The reason for this announcement is that it prioritizes the improvement of content that has a large copyright fee burden, such as music and books. However, conversely, smartphone games are like being placed “outside the mosquito net”.
In the first place, Apple seems to have made "concessions", and is "maintaining the status quo" for the smartphone game business, which it probably didn't want to change the most. It is said that about 70% of Apple's commission income is earned from smartphone games alone. Since you have protected that "sanctuary", isn't it "doing it"? The JFTC will also be evaluated as having pulled out Apple's "concessions", and there are "benefits" for both sides.

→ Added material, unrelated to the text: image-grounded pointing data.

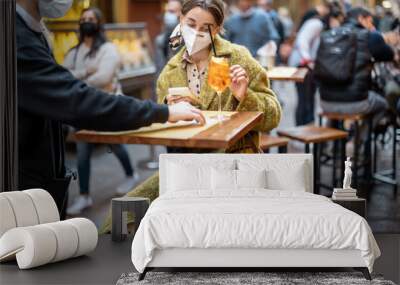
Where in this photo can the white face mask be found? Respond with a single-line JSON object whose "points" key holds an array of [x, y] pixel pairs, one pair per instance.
{"points": [[54, 8], [195, 41]]}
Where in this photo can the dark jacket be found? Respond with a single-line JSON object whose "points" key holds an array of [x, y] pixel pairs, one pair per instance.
{"points": [[49, 96], [369, 48]]}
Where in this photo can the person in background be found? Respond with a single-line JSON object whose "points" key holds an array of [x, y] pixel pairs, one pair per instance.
{"points": [[170, 20], [303, 55], [286, 20], [50, 96], [252, 27], [267, 7], [320, 11], [249, 89], [96, 61], [388, 21], [336, 17], [356, 96]]}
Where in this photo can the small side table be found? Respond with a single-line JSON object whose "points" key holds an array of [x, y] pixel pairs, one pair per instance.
{"points": [[357, 205], [120, 208]]}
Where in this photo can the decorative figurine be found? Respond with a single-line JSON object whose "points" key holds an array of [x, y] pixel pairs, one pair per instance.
{"points": [[347, 174]]}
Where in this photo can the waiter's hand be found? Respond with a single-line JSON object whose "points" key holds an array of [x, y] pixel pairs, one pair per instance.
{"points": [[176, 99], [239, 82], [185, 112]]}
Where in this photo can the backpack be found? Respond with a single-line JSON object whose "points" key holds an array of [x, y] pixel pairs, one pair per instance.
{"points": [[336, 56]]}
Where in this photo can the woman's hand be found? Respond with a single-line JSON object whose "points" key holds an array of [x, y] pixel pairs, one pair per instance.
{"points": [[177, 99], [239, 82], [185, 112]]}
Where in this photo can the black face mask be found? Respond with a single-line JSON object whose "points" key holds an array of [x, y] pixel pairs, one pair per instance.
{"points": [[88, 29]]}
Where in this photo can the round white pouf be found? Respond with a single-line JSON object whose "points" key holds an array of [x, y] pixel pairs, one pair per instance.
{"points": [[67, 240], [87, 234], [23, 208], [46, 208], [37, 245], [33, 246], [7, 218]]}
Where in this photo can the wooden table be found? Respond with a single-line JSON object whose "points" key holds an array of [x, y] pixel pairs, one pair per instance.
{"points": [[284, 73], [220, 136]]}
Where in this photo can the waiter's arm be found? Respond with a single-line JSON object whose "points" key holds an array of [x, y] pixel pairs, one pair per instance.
{"points": [[48, 89]]}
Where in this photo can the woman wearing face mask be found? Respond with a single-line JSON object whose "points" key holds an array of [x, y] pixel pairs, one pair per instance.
{"points": [[171, 18], [249, 90], [95, 61]]}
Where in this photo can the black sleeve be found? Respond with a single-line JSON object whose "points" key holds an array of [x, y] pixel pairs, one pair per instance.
{"points": [[49, 90], [378, 48]]}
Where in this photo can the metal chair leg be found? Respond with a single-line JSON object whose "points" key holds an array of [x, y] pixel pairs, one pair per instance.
{"points": [[356, 154], [282, 149], [316, 156], [364, 271], [143, 274]]}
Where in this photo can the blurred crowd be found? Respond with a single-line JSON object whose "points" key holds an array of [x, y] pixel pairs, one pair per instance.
{"points": [[255, 24], [352, 56]]}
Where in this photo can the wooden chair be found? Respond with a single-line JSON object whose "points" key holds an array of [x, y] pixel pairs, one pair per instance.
{"points": [[357, 120], [268, 141], [317, 135]]}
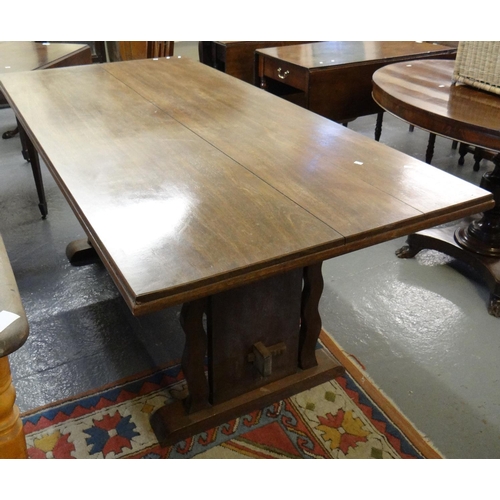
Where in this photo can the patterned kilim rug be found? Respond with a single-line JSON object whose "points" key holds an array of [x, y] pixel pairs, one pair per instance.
{"points": [[345, 418]]}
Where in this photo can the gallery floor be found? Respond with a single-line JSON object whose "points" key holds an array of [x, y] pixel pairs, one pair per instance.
{"points": [[420, 326]]}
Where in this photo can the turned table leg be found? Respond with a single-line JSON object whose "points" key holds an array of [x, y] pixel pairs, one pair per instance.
{"points": [[12, 440]]}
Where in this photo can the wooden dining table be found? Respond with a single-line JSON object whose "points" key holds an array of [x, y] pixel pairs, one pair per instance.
{"points": [[196, 188], [16, 57], [424, 94]]}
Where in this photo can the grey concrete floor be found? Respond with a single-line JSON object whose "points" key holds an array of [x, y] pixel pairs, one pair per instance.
{"points": [[419, 326]]}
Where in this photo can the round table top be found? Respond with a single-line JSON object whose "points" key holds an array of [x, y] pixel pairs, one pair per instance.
{"points": [[423, 94]]}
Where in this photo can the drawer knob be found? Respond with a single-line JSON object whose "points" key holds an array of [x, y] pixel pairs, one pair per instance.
{"points": [[284, 75]]}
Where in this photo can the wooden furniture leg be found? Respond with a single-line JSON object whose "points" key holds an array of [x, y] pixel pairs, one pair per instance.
{"points": [[378, 125], [430, 148], [476, 242], [33, 158], [260, 343], [12, 440]]}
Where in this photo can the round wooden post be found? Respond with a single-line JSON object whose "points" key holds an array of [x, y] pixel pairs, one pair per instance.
{"points": [[12, 439]]}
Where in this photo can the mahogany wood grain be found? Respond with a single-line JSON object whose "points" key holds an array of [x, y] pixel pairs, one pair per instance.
{"points": [[333, 79], [217, 182], [171, 423], [189, 182], [422, 93], [29, 56], [235, 58]]}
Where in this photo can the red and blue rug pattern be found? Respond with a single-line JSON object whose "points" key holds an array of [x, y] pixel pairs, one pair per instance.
{"points": [[334, 420]]}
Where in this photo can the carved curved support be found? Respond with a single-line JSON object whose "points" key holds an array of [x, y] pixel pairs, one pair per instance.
{"points": [[310, 324], [193, 357], [12, 440]]}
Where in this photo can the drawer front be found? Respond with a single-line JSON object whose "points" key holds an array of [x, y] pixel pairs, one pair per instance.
{"points": [[282, 72]]}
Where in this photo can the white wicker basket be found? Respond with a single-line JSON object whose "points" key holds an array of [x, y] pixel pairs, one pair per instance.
{"points": [[478, 64]]}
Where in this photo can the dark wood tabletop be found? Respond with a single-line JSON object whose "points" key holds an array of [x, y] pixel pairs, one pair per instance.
{"points": [[194, 187], [334, 79], [423, 94], [29, 56], [216, 181]]}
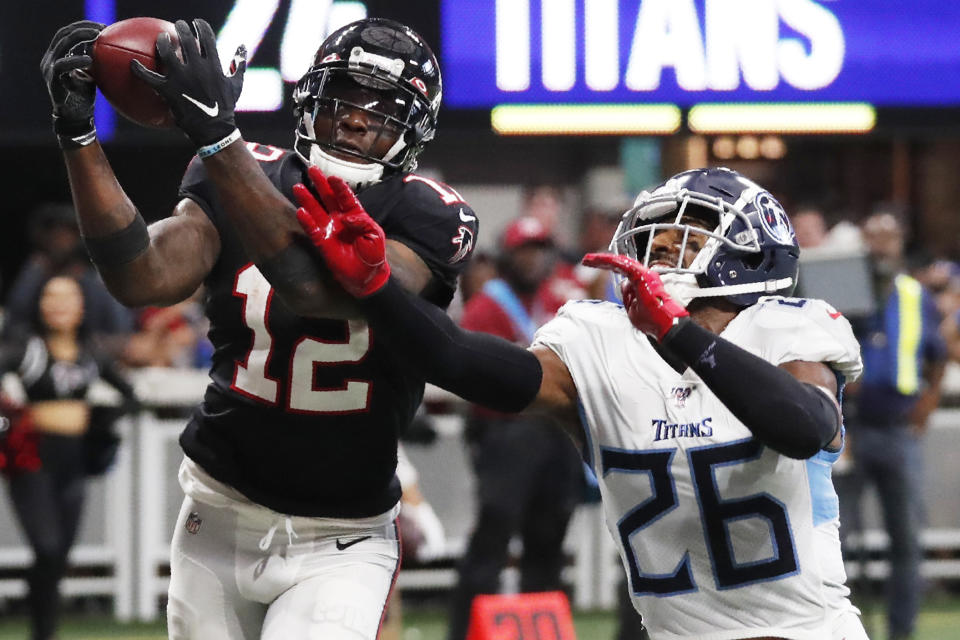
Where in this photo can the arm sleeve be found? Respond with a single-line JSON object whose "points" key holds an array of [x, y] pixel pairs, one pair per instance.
{"points": [[792, 417], [478, 367], [198, 188]]}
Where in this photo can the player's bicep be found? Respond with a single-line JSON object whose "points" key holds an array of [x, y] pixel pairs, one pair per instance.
{"points": [[821, 376], [558, 393], [183, 248], [408, 267]]}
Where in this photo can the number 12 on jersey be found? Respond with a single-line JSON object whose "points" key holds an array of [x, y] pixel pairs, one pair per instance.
{"points": [[250, 377]]}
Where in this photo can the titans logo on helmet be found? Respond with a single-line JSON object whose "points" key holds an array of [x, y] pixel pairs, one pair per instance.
{"points": [[774, 218]]}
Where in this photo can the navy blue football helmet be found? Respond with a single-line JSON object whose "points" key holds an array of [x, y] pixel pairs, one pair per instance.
{"points": [[748, 247]]}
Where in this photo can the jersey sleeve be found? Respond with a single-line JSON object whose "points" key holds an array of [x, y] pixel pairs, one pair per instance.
{"points": [[433, 221], [579, 334], [807, 329]]}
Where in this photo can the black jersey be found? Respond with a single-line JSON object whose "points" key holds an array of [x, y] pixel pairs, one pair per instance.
{"points": [[303, 415]]}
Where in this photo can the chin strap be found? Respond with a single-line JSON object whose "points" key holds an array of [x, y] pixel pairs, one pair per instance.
{"points": [[683, 287]]}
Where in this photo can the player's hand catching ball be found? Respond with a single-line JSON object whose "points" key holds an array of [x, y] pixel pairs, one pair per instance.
{"points": [[649, 306], [201, 97], [71, 89], [352, 243]]}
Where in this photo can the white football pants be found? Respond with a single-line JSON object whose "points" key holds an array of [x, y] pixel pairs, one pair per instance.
{"points": [[239, 571]]}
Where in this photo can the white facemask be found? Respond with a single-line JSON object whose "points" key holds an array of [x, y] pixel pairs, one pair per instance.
{"points": [[682, 287], [355, 174]]}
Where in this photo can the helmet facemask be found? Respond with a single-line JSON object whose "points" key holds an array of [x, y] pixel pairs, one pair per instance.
{"points": [[391, 111], [702, 219]]}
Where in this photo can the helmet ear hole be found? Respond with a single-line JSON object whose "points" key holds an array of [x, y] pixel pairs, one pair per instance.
{"points": [[754, 261]]}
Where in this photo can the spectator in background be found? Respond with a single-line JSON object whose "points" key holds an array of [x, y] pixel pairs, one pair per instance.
{"points": [[529, 477], [481, 268], [904, 357], [815, 234], [166, 336], [46, 472], [58, 250]]}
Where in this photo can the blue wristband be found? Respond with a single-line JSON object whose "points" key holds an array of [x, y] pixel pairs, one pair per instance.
{"points": [[216, 147]]}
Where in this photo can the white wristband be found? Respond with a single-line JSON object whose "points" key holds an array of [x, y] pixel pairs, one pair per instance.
{"points": [[216, 147]]}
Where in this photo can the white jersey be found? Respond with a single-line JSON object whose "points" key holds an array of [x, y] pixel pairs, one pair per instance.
{"points": [[721, 537]]}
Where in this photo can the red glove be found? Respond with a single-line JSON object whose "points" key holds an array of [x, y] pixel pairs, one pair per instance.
{"points": [[649, 307], [352, 243]]}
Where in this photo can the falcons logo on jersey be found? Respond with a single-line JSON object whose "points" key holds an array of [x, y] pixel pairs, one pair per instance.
{"points": [[464, 240]]}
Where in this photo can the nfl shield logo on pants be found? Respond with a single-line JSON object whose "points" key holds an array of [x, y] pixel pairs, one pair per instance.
{"points": [[193, 523]]}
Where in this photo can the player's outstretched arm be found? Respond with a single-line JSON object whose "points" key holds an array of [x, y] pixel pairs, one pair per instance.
{"points": [[478, 367], [791, 408], [160, 266], [262, 217]]}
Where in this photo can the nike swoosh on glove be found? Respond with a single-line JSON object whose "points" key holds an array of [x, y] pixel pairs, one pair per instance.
{"points": [[200, 95], [351, 242], [649, 307]]}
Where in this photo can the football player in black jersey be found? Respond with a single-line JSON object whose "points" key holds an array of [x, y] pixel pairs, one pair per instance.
{"points": [[287, 529]]}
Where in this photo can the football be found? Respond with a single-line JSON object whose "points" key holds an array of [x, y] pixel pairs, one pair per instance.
{"points": [[116, 46]]}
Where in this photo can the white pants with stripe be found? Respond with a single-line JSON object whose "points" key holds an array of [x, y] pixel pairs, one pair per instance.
{"points": [[240, 571]]}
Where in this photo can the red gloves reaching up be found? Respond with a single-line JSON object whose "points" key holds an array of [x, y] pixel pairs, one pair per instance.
{"points": [[649, 306], [352, 243]]}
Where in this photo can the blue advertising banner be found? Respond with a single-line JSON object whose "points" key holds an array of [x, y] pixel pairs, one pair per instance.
{"points": [[686, 52]]}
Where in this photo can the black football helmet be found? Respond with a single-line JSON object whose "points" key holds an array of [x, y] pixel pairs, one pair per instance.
{"points": [[393, 62], [748, 250]]}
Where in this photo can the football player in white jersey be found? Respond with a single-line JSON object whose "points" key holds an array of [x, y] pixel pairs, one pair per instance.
{"points": [[707, 405]]}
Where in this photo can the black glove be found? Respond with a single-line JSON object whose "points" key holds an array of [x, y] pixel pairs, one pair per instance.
{"points": [[72, 91], [200, 96]]}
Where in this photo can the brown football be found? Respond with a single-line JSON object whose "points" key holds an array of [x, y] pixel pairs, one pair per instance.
{"points": [[117, 45]]}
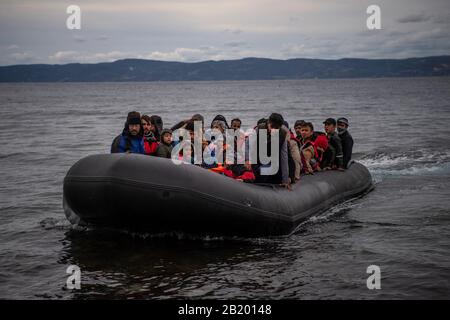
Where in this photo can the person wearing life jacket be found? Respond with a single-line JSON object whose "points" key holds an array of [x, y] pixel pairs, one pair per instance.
{"points": [[307, 151], [335, 141], [320, 148], [346, 139], [131, 139], [150, 141], [236, 124], [294, 158], [157, 125], [216, 148], [328, 156], [281, 177], [297, 128], [220, 117], [165, 147]]}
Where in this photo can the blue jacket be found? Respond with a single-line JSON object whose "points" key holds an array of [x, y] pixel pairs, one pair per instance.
{"points": [[127, 143]]}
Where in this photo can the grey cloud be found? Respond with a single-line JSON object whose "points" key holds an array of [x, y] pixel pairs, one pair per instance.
{"points": [[79, 39], [233, 31], [235, 44], [414, 18]]}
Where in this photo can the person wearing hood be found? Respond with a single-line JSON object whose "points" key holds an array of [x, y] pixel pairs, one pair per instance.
{"points": [[131, 140], [165, 147], [150, 141], [346, 139], [281, 177], [334, 141], [220, 117], [157, 124]]}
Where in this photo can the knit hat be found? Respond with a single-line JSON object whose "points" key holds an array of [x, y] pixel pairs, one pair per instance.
{"points": [[219, 123], [343, 120], [299, 123], [221, 118], [321, 142], [164, 131], [276, 119], [134, 117]]}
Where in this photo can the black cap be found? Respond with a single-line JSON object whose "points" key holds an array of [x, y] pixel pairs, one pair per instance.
{"points": [[330, 121], [343, 120], [299, 123], [276, 120], [134, 117]]}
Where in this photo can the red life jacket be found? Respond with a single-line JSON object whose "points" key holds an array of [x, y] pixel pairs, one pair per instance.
{"points": [[150, 147]]}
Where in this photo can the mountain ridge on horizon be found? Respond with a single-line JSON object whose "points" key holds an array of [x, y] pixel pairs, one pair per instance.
{"points": [[249, 68]]}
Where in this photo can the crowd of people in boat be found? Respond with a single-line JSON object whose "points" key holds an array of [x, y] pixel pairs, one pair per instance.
{"points": [[301, 150]]}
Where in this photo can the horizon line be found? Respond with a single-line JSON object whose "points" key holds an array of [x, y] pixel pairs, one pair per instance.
{"points": [[193, 62]]}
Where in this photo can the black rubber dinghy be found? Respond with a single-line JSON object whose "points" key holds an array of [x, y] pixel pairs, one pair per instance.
{"points": [[154, 195]]}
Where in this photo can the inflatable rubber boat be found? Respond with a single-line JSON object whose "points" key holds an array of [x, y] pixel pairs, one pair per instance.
{"points": [[154, 195]]}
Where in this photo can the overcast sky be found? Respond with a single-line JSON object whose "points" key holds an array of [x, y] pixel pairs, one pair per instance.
{"points": [[34, 31]]}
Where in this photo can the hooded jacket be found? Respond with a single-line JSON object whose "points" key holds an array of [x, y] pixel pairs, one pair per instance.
{"points": [[125, 142]]}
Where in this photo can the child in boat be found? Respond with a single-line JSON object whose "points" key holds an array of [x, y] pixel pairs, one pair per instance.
{"points": [[307, 151], [165, 147], [150, 141]]}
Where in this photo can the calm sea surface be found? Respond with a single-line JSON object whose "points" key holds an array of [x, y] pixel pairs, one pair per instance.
{"points": [[401, 129]]}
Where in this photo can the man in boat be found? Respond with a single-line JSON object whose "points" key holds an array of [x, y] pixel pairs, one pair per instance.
{"points": [[275, 122], [150, 141], [131, 139], [236, 124], [335, 142], [165, 147], [346, 139]]}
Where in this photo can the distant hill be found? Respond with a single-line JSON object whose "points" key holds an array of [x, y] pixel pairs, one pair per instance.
{"points": [[243, 69]]}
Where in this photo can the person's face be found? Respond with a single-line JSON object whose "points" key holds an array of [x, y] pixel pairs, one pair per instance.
{"points": [[342, 125], [167, 138], [146, 126], [191, 133], [305, 132], [218, 128], [271, 127], [329, 128], [235, 125], [134, 129]]}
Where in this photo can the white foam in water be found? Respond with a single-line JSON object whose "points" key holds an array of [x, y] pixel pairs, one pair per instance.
{"points": [[420, 162]]}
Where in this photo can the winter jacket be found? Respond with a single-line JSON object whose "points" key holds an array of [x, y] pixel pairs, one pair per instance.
{"points": [[347, 146], [335, 142], [150, 144], [128, 143]]}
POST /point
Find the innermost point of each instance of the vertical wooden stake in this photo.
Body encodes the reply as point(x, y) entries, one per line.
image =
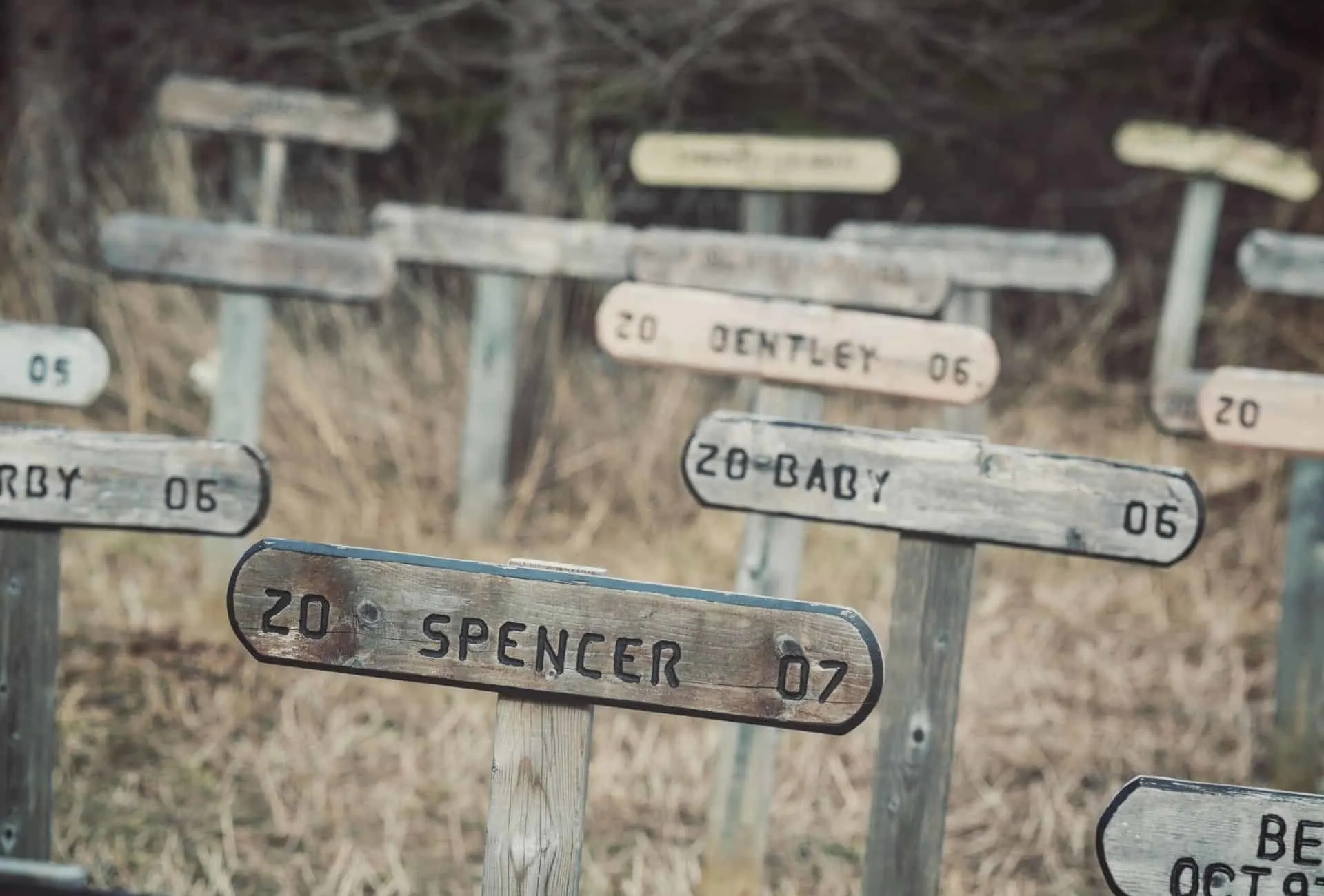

On another note, the industry that tends to benefit from this "concession" is the publishing and media industry, which has a strong voice and is "noisy". To put it bluntly, it looks like smartphone games have been turned into “scapegoats” as a result.
Naturally, the side that is placed "outside the mosquito net" is not a pile of things. ``What kind of theory is it that says that outlinking of leader apps is OK, but smartphone games are NG?'' I doubt it's a judgment" (employee of a major smartphone game company), "It's about hits in smartphone games.
Apple is in a lawsuit with US game company Epic over the pros and cons of commissions. The music distribution service "Spotify" has also questioned the relaxation of billing rules, saying, "This response is limited and does not solve all problems."
[Reference] Epic, Spotify et al., Apple tax, etc. Alliance formed for “improvement” of app store rules (ITmedia)
[Reference] Apple relaxes payment system requirements Agreement with Japan's Fair Trade (au web portal)
[Reference] End of Apple Fortnite trial, decision on app store change (Reuters)
However, if Apple accepts all the conditions, profits will be cut and it will not be viable as a business. Considering that the fee for small businesses is set at 15%, it seems that they want to keep the 30% fee for popular smartphone games with high profitability at all costs.
◇Abandon name for fruit
As a business, no amount of profit is a problem. The side that takes the fee does not want to lower the interest rate of the fee no matter how good the performance is. Of course, I want the side that is charged a fee to make it as cheap as possible. They should not be compatible with each other.
Apple's commission income is compared to a tax due to its scale and influence, and is called the "Apple tax". Considering the trend of the times, Apple has become too strong (GAFA, to be exact) and has been marked by various countries. Therefore, maintaining the "Apple tax" system was seen as difficult, and how to "compromise".
Considering what was gained from this announcement, it seems that Apple has given up its name (concessions to the Fair Trade Commission) and taken the fruit (maintenance of fees for smartphone games).